Nursing school a step closer to reinstating undergrad degree
BY Wendy soderburg
Today Staff Writer
Taking the first step toward alleviating a nursing shortage in California, the UC Board of Regents voted Nov. 16 to adopt a 2006-07 budget proposal that includes funding for a UCLA School of Nursing initiative that would implement two new degree programs here: a bachelor of science degree in nursing and a master’s entry-level degree.
UCLA’s Academic Senate must first review the curricula of the new undergraduate and graduate nursing programs before they can be implemented. If all goes according to plan, however, new admissions to the programs will enroll in fall 2006, increasing the total number of nursing students at UCLA from the current 300 to 624 by 2010.
The B.S. degree in nursing is not totally new, having existed at UCLA until 1995, when campuswide budget cuts forced the school to suspend admissions to the program. It will be reinstated in fall 2006, along with the new Master’s Entry into Clinical Nursing program. Students in that program will already have a bachelor’s degree in another discipline, such as biology, psychology or art, and will complete two years of graduate study in nursing to prepare them to work as nurses at the bedside.
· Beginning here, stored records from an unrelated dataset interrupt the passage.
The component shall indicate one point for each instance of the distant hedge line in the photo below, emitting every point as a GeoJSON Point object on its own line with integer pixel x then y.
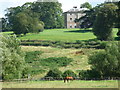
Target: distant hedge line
{"type": "Point", "coordinates": [61, 44]}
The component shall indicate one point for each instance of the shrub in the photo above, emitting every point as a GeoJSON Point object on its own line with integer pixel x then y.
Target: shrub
{"type": "Point", "coordinates": [102, 45]}
{"type": "Point", "coordinates": [12, 58]}
{"type": "Point", "coordinates": [69, 73]}
{"type": "Point", "coordinates": [56, 61]}
{"type": "Point", "coordinates": [32, 56]}
{"type": "Point", "coordinates": [89, 74]}
{"type": "Point", "coordinates": [107, 62]}
{"type": "Point", "coordinates": [55, 73]}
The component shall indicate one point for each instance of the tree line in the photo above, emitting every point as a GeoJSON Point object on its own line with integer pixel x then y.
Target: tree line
{"type": "Point", "coordinates": [102, 18]}
{"type": "Point", "coordinates": [33, 17]}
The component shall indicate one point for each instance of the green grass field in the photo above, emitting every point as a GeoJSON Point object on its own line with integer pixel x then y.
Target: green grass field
{"type": "Point", "coordinates": [80, 61]}
{"type": "Point", "coordinates": [61, 84]}
{"type": "Point", "coordinates": [62, 35]}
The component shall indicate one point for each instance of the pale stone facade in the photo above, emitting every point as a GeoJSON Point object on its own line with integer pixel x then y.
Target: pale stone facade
{"type": "Point", "coordinates": [70, 16]}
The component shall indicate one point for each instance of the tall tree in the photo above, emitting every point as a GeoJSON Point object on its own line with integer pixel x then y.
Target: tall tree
{"type": "Point", "coordinates": [87, 20]}
{"type": "Point", "coordinates": [118, 20]}
{"type": "Point", "coordinates": [12, 58]}
{"type": "Point", "coordinates": [104, 22]}
{"type": "Point", "coordinates": [107, 62]}
{"type": "Point", "coordinates": [23, 20]}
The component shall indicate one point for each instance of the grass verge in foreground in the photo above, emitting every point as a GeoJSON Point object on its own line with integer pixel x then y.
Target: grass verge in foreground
{"type": "Point", "coordinates": [61, 84]}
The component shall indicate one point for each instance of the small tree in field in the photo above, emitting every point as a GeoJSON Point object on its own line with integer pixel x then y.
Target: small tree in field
{"type": "Point", "coordinates": [12, 58]}
{"type": "Point", "coordinates": [104, 22]}
{"type": "Point", "coordinates": [69, 73]}
{"type": "Point", "coordinates": [107, 62]}
{"type": "Point", "coordinates": [55, 73]}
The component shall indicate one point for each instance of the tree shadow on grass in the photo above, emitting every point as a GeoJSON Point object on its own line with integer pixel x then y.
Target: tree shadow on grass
{"type": "Point", "coordinates": [79, 31]}
{"type": "Point", "coordinates": [117, 38]}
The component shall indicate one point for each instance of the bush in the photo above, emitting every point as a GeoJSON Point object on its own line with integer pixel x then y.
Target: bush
{"type": "Point", "coordinates": [32, 56]}
{"type": "Point", "coordinates": [56, 61]}
{"type": "Point", "coordinates": [69, 73]}
{"type": "Point", "coordinates": [102, 45]}
{"type": "Point", "coordinates": [12, 58]}
{"type": "Point", "coordinates": [55, 73]}
{"type": "Point", "coordinates": [89, 74]}
{"type": "Point", "coordinates": [107, 62]}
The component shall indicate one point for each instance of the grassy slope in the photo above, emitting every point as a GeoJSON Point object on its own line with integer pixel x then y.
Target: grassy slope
{"type": "Point", "coordinates": [80, 61]}
{"type": "Point", "coordinates": [61, 84]}
{"type": "Point", "coordinates": [61, 35]}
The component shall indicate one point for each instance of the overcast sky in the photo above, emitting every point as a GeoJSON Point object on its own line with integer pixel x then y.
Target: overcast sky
{"type": "Point", "coordinates": [66, 4]}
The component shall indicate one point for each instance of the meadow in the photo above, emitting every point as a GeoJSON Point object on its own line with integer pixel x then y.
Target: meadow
{"type": "Point", "coordinates": [61, 84]}
{"type": "Point", "coordinates": [62, 34]}
{"type": "Point", "coordinates": [80, 61]}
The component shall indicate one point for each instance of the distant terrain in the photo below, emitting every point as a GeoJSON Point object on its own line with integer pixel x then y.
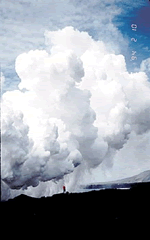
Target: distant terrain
{"type": "Point", "coordinates": [122, 183]}
{"type": "Point", "coordinates": [75, 210]}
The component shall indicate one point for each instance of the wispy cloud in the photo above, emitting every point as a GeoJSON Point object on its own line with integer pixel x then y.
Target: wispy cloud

“The reason for our nursing crisis is unique to the state,” said Marie Cowan, dean of the School of Nursing. “People are interested in pursuing careers in nursing, but there are not enough education slots. Baccalaureate degree programs are currently relegated to the California State University system. The programs are impacted, and some have a three-year waiting list. UCLA will have the only undergraduate program in the UC system.”
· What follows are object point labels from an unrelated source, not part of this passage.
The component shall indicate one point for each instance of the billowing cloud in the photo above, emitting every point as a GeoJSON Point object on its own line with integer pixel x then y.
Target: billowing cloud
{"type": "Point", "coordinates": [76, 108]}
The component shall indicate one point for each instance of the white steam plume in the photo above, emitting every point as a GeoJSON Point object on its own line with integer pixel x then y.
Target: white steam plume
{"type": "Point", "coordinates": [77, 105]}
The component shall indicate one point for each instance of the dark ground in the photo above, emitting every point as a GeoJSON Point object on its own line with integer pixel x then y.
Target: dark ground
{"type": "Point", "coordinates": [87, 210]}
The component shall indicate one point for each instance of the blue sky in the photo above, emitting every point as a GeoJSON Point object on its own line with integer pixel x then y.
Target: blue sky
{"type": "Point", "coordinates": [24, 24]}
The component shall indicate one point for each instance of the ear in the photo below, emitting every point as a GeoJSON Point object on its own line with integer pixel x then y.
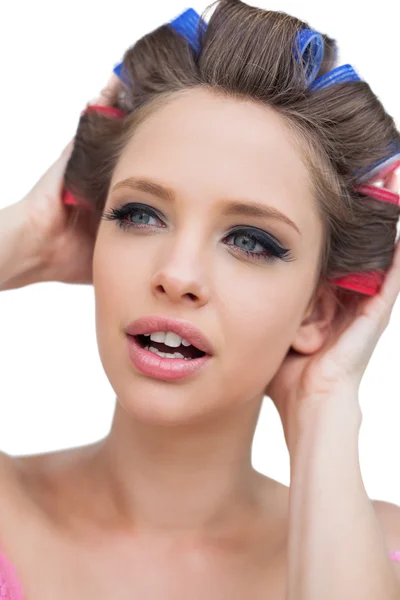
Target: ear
{"type": "Point", "coordinates": [315, 326]}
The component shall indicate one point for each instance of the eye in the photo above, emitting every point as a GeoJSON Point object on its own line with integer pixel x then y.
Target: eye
{"type": "Point", "coordinates": [134, 215]}
{"type": "Point", "coordinates": [256, 244]}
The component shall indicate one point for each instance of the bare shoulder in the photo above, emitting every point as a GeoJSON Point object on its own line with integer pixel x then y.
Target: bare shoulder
{"type": "Point", "coordinates": [389, 518]}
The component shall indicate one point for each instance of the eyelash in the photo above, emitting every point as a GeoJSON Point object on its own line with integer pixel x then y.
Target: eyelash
{"type": "Point", "coordinates": [272, 251]}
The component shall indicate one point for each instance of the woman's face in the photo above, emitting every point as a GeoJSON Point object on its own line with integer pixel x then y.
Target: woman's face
{"type": "Point", "coordinates": [203, 252]}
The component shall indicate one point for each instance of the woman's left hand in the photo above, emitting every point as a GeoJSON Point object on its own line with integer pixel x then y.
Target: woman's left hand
{"type": "Point", "coordinates": [305, 383]}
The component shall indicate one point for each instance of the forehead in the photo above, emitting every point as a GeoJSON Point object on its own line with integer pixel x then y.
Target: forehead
{"type": "Point", "coordinates": [207, 146]}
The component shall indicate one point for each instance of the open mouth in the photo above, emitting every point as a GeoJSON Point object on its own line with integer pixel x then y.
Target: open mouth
{"type": "Point", "coordinates": [183, 351]}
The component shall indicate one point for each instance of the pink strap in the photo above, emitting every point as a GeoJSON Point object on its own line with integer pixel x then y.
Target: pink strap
{"type": "Point", "coordinates": [10, 586]}
{"type": "Point", "coordinates": [395, 555]}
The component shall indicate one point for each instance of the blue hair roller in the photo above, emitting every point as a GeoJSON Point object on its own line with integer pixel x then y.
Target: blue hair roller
{"type": "Point", "coordinates": [310, 45]}
{"type": "Point", "coordinates": [189, 25]}
{"type": "Point", "coordinates": [342, 74]}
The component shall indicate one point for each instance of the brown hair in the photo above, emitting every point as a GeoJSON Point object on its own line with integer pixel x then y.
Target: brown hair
{"type": "Point", "coordinates": [247, 53]}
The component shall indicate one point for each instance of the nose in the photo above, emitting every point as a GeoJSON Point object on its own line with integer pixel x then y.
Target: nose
{"type": "Point", "coordinates": [181, 278]}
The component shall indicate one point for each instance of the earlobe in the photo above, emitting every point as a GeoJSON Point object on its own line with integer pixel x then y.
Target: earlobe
{"type": "Point", "coordinates": [315, 327]}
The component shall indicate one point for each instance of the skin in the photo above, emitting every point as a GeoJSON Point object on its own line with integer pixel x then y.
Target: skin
{"type": "Point", "coordinates": [172, 485]}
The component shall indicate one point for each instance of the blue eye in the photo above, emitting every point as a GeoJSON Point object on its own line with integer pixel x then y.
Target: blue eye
{"type": "Point", "coordinates": [256, 245]}
{"type": "Point", "coordinates": [134, 215]}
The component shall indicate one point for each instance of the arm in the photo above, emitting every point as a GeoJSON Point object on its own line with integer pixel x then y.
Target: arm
{"type": "Point", "coordinates": [337, 547]}
{"type": "Point", "coordinates": [18, 261]}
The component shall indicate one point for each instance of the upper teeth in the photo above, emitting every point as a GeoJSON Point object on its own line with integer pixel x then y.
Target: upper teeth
{"type": "Point", "coordinates": [168, 338]}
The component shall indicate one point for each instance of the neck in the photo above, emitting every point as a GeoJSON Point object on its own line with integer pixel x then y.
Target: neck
{"type": "Point", "coordinates": [193, 479]}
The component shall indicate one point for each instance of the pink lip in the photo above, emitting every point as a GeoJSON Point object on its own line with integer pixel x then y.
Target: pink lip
{"type": "Point", "coordinates": [166, 369]}
{"type": "Point", "coordinates": [187, 331]}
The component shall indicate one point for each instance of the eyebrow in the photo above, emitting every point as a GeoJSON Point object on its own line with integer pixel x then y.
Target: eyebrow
{"type": "Point", "coordinates": [233, 208]}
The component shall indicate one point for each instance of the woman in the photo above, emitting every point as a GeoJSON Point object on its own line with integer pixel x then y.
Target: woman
{"type": "Point", "coordinates": [223, 203]}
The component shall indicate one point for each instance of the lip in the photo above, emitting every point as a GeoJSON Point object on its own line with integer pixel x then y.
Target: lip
{"type": "Point", "coordinates": [184, 329]}
{"type": "Point", "coordinates": [165, 369]}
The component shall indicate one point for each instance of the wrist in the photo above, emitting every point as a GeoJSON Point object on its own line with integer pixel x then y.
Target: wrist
{"type": "Point", "coordinates": [20, 260]}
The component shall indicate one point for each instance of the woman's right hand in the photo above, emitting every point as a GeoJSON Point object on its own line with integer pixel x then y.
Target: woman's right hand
{"type": "Point", "coordinates": [63, 237]}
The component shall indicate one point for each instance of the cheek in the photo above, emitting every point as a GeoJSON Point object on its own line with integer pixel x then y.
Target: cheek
{"type": "Point", "coordinates": [261, 318]}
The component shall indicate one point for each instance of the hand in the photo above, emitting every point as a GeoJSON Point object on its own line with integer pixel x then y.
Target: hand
{"type": "Point", "coordinates": [64, 236]}
{"type": "Point", "coordinates": [304, 383]}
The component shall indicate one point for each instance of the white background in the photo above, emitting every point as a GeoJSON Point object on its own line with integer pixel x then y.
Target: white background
{"type": "Point", "coordinates": [54, 58]}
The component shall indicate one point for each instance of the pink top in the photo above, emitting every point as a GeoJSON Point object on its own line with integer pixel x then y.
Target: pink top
{"type": "Point", "coordinates": [11, 588]}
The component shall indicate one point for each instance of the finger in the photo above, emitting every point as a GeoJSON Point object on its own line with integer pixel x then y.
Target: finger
{"type": "Point", "coordinates": [110, 92]}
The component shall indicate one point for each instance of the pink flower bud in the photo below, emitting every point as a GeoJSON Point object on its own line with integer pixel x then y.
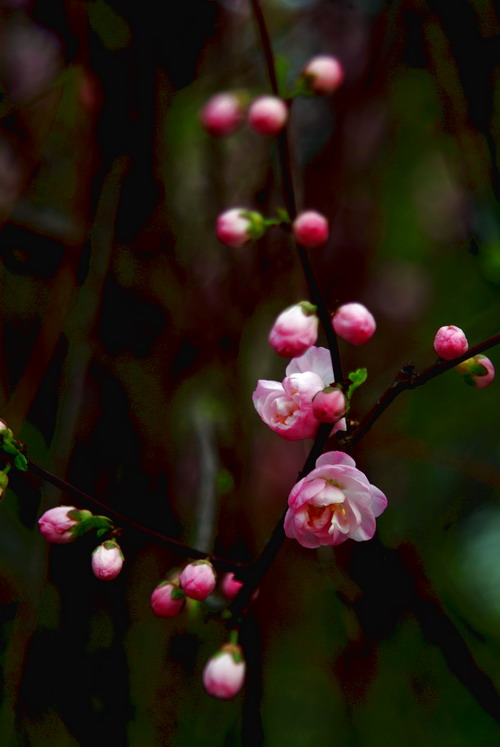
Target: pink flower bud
{"type": "Point", "coordinates": [329, 405]}
{"type": "Point", "coordinates": [224, 673]}
{"type": "Point", "coordinates": [323, 74]}
{"type": "Point", "coordinates": [450, 342]}
{"type": "Point", "coordinates": [107, 560]}
{"type": "Point", "coordinates": [237, 226]}
{"type": "Point", "coordinates": [267, 115]}
{"type": "Point", "coordinates": [198, 580]}
{"type": "Point", "coordinates": [295, 330]}
{"type": "Point", "coordinates": [56, 526]}
{"type": "Point", "coordinates": [230, 586]}
{"type": "Point", "coordinates": [167, 600]}
{"type": "Point", "coordinates": [310, 229]}
{"type": "Point", "coordinates": [354, 323]}
{"type": "Point", "coordinates": [478, 371]}
{"type": "Point", "coordinates": [222, 114]}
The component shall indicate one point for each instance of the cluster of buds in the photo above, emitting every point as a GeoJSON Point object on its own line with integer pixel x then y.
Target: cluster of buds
{"type": "Point", "coordinates": [237, 226]}
{"type": "Point", "coordinates": [224, 113]}
{"type": "Point", "coordinates": [296, 328]}
{"type": "Point", "coordinates": [64, 524]}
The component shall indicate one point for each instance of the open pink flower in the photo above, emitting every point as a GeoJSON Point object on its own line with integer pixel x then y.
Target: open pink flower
{"type": "Point", "coordinates": [334, 502]}
{"type": "Point", "coordinates": [287, 407]}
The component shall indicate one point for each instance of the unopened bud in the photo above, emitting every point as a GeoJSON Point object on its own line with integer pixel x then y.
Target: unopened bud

The nursing situation in the state has been rather bleak. California currently ranks 49th out of 50 states in nurse-to-population ratio (the national average is 782 nurses per 100,000 people; California’s ratio is 544 nurses per 100,000). And as baby boomers age, California must confront not only a critical shortage of nurses to care for them, but also face an educational crisis when 40% of the state’s nursing faculty retire in 10 years. According to California’s Employment Development Department, the state will need 109,000 new nurses by 2010.
“We have never, ever produced the number of nurses that Californians need,” said Kay Baker, associate dean for students in the School of Nursing. “Our viewpoint is that the University of California should provide the best and the brightest for the health of the people of California.
“We’re thrilled that the university is going to do this, and I think it will make a huge difference for both the immediate management of health-care issues for patients and also for the long-range management of a more educated workforce.”